Fenomena lainnya adalah pasang merah
(red tide) yaitu terjadinya blooming Pyrrophyta dengan 1- 20 juta sel per
liter. Red tide dapat menyebabkan: Kematian ikan dan invertebrata, jika yang
blooming adalah Ptychodiscus brevis, Prorocentrum dan Gymnodiniumbreve.
Kematian invertebrata jika yang blooming adalah Gonyaulax, Ceratium dan
Cochlodinium.Kematian organisme laut, yang lebih dikenal sebagai
paralytic shellfish poisoning, jika yang blooming adalah Gonyaulax dan
Alexandrium catenella.
Di beberapa Negara, seperti Jepang,
Australia, Selandia Baru, Fiji, Papua Nugini, Hongkong, India, Brunei
Darussalam, Filipina, Thailand, dan beberapa Negara lainnya melaporkan bahwa
masalah yang ditimbulkan HAB merupakan masalah serius.
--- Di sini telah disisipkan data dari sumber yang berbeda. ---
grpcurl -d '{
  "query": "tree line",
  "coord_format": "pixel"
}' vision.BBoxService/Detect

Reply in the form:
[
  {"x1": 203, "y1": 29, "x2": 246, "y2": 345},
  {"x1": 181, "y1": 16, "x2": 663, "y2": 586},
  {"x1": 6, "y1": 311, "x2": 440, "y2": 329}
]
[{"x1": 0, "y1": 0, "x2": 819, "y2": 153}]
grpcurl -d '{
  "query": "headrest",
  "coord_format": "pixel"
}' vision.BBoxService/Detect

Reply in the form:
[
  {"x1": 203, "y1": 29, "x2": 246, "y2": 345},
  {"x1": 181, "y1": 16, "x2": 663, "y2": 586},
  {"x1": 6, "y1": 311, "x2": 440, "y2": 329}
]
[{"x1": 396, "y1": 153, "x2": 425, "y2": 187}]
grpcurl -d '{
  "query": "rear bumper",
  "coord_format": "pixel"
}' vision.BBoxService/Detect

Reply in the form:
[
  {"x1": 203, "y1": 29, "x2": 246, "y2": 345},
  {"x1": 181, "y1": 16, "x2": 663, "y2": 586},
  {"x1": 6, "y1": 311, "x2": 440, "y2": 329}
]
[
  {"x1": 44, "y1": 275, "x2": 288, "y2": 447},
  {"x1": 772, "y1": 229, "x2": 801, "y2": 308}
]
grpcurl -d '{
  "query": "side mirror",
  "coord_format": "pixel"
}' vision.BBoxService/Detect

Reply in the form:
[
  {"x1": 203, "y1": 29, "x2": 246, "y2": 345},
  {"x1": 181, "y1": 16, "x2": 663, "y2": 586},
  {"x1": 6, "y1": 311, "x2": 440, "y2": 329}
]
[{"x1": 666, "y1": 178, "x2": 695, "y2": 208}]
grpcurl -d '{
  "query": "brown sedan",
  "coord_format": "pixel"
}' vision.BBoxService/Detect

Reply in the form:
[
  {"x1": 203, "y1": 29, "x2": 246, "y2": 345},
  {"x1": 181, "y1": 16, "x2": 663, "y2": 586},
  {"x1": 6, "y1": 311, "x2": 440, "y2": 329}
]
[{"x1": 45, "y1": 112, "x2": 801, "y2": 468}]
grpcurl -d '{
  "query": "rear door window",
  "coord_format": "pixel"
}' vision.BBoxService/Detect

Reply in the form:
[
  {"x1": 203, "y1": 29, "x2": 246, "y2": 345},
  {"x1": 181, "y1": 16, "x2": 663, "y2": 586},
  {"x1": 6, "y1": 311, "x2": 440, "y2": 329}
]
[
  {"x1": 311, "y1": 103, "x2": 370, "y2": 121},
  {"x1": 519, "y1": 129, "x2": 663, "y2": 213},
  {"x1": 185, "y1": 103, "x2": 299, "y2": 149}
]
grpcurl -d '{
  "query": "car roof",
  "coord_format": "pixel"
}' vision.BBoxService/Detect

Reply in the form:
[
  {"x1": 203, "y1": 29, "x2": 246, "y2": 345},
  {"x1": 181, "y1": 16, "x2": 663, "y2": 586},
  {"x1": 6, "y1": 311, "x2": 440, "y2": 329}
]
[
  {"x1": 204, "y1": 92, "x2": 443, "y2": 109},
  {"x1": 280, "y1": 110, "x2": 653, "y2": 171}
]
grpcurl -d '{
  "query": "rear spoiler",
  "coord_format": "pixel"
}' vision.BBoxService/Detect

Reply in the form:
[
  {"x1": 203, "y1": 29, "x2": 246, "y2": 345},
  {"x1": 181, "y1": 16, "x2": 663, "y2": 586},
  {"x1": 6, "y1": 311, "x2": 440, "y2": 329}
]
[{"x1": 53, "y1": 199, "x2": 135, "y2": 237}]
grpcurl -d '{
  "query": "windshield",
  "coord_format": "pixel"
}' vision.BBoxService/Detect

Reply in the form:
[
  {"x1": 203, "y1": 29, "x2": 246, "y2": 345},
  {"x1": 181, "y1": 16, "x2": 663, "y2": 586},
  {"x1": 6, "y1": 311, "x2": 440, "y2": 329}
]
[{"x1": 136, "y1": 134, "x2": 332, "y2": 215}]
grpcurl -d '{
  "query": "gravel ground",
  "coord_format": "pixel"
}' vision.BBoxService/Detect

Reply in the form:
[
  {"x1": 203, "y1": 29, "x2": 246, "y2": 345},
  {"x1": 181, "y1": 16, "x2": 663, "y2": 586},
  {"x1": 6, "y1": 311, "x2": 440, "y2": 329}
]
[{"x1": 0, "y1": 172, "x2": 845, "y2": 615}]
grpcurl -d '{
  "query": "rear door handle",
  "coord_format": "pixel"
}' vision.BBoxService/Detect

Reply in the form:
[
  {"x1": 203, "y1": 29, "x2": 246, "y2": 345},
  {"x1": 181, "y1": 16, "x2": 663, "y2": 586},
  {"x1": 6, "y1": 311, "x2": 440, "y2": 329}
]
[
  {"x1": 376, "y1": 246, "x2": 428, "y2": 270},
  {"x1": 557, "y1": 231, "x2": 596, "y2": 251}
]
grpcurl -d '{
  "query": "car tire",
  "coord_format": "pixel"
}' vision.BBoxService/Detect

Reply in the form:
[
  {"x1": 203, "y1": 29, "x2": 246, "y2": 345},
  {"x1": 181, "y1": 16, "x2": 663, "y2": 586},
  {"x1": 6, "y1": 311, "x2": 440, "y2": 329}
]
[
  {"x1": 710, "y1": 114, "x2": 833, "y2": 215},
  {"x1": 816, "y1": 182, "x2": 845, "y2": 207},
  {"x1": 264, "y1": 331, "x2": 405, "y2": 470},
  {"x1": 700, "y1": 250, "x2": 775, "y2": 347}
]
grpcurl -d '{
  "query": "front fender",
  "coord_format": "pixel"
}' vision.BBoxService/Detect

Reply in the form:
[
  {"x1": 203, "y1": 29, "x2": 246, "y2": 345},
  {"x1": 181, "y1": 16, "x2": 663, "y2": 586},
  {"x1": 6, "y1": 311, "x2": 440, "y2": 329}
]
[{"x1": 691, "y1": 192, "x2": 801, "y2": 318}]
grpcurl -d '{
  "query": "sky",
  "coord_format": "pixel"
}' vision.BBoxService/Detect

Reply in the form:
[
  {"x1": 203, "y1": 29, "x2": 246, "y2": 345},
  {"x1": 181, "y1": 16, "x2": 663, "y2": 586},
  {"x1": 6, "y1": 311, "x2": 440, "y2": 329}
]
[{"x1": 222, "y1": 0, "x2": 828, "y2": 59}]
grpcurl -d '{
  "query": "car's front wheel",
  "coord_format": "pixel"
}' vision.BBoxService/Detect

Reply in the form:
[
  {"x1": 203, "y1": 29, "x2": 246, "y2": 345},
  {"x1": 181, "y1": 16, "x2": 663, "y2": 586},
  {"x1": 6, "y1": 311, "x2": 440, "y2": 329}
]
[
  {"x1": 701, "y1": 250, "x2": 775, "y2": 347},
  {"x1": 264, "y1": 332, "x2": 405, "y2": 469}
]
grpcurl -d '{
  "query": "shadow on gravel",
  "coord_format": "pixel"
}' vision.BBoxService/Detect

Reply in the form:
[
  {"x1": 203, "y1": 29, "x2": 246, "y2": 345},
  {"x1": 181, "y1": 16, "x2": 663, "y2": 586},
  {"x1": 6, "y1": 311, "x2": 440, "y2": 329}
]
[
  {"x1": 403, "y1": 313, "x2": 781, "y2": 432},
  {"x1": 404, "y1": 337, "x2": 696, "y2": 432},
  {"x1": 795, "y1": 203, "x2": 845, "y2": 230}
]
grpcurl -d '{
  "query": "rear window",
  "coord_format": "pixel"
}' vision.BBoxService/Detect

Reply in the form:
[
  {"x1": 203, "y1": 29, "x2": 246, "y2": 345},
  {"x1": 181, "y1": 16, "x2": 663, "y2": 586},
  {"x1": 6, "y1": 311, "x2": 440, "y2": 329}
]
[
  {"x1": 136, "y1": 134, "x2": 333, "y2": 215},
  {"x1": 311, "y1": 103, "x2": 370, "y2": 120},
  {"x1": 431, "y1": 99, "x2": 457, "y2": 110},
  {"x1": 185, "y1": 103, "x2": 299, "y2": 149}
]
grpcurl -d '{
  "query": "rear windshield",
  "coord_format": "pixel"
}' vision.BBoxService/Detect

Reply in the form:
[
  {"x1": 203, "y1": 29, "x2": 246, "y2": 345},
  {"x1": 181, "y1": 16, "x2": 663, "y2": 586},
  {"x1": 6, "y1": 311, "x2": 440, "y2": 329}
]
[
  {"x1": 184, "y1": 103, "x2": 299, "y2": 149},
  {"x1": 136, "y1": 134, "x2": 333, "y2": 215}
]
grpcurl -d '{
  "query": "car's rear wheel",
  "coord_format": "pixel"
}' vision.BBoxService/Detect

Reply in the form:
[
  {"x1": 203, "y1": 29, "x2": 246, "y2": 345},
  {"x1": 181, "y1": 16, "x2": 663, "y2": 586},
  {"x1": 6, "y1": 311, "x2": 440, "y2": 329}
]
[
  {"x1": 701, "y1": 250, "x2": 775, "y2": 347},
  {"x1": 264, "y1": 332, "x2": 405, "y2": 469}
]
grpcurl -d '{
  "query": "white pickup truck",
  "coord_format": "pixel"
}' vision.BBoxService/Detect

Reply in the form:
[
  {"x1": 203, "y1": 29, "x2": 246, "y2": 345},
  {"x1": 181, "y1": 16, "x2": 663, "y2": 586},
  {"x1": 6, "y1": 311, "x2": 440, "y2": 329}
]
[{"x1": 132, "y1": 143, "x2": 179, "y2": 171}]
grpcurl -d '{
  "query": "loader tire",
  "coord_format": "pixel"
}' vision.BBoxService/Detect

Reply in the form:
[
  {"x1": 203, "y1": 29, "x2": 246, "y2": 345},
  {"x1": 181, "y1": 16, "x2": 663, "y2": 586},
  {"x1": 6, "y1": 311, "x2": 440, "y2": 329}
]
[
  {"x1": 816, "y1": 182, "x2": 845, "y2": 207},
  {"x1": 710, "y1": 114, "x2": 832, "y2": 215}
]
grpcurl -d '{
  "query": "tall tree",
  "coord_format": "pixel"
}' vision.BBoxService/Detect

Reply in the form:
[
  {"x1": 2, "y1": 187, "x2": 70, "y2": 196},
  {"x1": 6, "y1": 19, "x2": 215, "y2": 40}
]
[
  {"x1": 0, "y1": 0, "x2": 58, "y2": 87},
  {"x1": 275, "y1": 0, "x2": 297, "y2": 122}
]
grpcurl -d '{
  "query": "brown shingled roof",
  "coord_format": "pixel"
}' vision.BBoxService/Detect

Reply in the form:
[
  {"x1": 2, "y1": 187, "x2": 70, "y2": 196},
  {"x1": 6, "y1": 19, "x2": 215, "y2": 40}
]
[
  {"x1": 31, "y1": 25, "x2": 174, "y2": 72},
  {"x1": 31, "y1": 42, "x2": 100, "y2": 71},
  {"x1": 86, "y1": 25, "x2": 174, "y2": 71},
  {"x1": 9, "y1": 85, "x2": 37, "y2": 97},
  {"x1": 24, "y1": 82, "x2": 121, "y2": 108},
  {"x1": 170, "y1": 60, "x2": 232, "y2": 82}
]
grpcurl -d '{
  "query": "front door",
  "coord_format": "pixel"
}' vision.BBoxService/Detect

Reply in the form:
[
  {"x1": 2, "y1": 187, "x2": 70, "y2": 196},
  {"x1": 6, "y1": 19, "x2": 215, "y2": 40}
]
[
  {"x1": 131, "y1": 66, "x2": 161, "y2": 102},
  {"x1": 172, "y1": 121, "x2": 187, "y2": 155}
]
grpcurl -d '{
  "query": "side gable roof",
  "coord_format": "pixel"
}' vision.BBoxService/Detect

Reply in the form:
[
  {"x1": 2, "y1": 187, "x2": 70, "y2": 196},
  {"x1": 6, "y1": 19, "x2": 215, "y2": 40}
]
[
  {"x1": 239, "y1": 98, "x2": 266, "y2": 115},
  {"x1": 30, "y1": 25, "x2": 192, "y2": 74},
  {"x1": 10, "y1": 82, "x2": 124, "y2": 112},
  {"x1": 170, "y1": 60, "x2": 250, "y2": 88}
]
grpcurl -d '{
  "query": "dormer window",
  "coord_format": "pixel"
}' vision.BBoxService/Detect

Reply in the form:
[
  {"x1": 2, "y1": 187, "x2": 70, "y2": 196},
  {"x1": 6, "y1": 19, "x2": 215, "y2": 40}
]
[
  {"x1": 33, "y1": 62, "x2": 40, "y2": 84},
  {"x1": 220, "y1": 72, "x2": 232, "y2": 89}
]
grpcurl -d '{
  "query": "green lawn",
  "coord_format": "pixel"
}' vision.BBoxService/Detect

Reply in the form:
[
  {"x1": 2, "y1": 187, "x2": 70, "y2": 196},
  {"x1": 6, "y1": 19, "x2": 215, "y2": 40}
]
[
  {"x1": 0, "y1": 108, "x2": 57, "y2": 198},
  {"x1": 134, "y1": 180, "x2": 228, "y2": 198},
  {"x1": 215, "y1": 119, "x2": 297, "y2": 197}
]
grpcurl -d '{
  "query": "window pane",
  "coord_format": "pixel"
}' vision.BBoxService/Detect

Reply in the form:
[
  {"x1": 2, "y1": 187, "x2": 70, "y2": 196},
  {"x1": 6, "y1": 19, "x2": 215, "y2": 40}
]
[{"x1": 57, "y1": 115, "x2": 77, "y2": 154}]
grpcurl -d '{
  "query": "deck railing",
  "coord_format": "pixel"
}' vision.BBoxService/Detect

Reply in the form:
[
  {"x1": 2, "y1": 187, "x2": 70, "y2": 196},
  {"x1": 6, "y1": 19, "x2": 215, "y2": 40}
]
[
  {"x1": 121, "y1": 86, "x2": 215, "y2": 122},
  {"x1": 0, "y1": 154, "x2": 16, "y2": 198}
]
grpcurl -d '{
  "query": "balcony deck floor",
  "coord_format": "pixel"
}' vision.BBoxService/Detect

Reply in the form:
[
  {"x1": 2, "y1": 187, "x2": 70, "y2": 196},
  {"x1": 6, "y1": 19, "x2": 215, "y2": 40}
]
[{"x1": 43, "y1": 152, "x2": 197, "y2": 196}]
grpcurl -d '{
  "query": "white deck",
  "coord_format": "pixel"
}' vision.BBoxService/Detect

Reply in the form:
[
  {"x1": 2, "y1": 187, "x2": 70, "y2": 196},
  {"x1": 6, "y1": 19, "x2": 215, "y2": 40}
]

Beberapa pusat budidaya
ikan, udang, dan kerang hacur akibat HAB, bahkan kasus keracunan dan kematian
manusia akibat memakan ikan atau kerang yang terkonatminasi HAB sudah sering
dilaporkan.
Di Indonesia pernah terjadi peristiwa
kematian massal ikan beserta kasus keracunan dan kematian manusia akibat HAB
pertama kali dialporkan terjadi di flores pada tahun 1983. Selain itu juga
pernah terjad di Ujung Pandang pada bulan Agustus 1987 dan di Kalimantan Timur
pada bulan Januari 1988.Kasus keracunan ini diduga kuat disebabkan oleh
fitoplankton jenis Pyrodinium bahamense.Jenis ini dapat menghasilkan
racun saxitosin yang dapat menyebabkan penyakit Paralytic Shellfish Poisoning
(PSP) pada manusia dan hewan (Adnan 1990).
Di Jakarta pertama kali dilaporkan
terjadi peristiwa HAB pada tanggal 31 Juli 1986. Kejadian ini tampak pada
beberapa ikan yang mati mengapung di atas air laut yang pada mulanya banyak
beranggapan hal ini disebabkan oleh pembuangan bahan kimia dan limbah ke laut.
Kemungkinan perairan di teluk Jakarta sudah mengalami eutrofikasi yang menjadi
faktot utama terjadinya HAB (Sutomo, 1993).